Das ist ein Hammer: Der Goslarer SC 08, als Viertletzter einer der Hauptkonkurrenten des VfR Neumünster im Abstiegskampf der Fußball-Regionalliga Nord, wird den Trainingsbetrieb ab kommendem Montag einstellen. Dann wird bei den Kaiserstädtern nur noch auf freiwilliger Basis trainiert, lediglich die vertraglich geschuldete Abwicklung der Pflichtspiele wird noch verlangt. Auch einige Spieler der Goslarer Reserve (Landesliga) sind davon betroffen. In einer Pressemitteilung und einem Brief an Eugen Gehlenborg, den Präsidenten des Norddeutschen Fußball-Verbandes, führt der GSC die Einführung des Mindestlohngesetzes zum 1. Januar dieses Jahres als Begründung an.

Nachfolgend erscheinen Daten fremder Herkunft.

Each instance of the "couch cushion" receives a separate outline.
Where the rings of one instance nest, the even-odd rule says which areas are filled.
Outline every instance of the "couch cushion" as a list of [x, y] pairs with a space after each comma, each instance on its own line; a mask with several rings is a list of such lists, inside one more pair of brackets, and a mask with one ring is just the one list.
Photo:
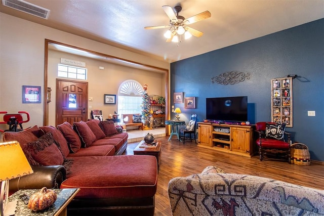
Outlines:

„Das Gesetz ist für Vereine und Verbände nicht umsetzbar. Die Risiken sind unübersehbar“, heißt es in dem Schreiben, das Folkert Bruns, Vorsitzender des GSC-Wirtschaftsbeirats, unterzeichnet hat. Gemeinsam mit dem Vereinsvorsitzenden Ralf Clavey hat er ferner einen Fragenkatalog zusammengestellt, der eine Lawine im deutschen Sport auslösen könnte. Betroffen sind schließlich auch alle anderen auf vergleichbarer Ebene angesiedelte Sportarten und Clubs. Tenor in diesem Schreiben ist die wiederkehrende Frage, wie eine Arbeitsstunde eines Vertragsfußballers denn wirklich aussähe. Nachstehend einige Beispiele, die von Goslar angeführt werden: „Wann beginnt das Training? Mit Betreten der Clubanlage, mit Beginn des Umkleidens oder mit Betreten des Trainingsplatzes?“ „Gehört die Videoanalyse nach dem Spiel zur Arbeitszeit?“ „Ist die Zeit nach einem Feldverweis eines Spielers Arbeitszeit?“ „Sind vom Verein angeordnete Pflichtveranstaltungen, wie Repräsentationen bei Sponsoren, Arbeitszeiten?“

„Wir sind zu dem Schluss gekommen, dass ein Spielbetrieb unter den gegebenen Voraussetzungen in Zukunft nicht mehr möglich sein wird, wenn sich die Gesetzeslage nicht grundlegend verändert“, schreiben die Goslarer Funktionäre. Ferner listen sie ein Rechenbeispiel auf, in dem ein Verein mit einem 30-köpfigen Spielerkader wegen einer nachträglich festgestellten Überschreitung der 450-Euro-Grenze – wegen Fehleinschätzung beziehungsweise unklarer Definition von Arbeitszeiten – für drei Jahre Beiträge unter anderem zur Sozialversicherung, Krankenkasse und Berufsgenossenschaft nachzuzahlen hat (inklusive Verzugszinsen und zu erwartenden Bußgeldern). „Ein Gesamtschaden durch eine solche Fehleinschätzung von Arbeitszeiten kann in unserem Beispiel einen Schaden für den  Verein in Höhe von 481 694 Euro bedeuten. Für derlei Nachzahlungsbeträge haftet letztlich der Arbeitgeber beziehungsweise der Vorstand des Vereins persönlich“, machen die GSC-Bosse klar. Aktuell erhalten bei den Kaiserstädtern alle Vertragsspieler Zahlungen im gesetzlichen Bereich eines Minijobs (bis 450 Euro pro Monat).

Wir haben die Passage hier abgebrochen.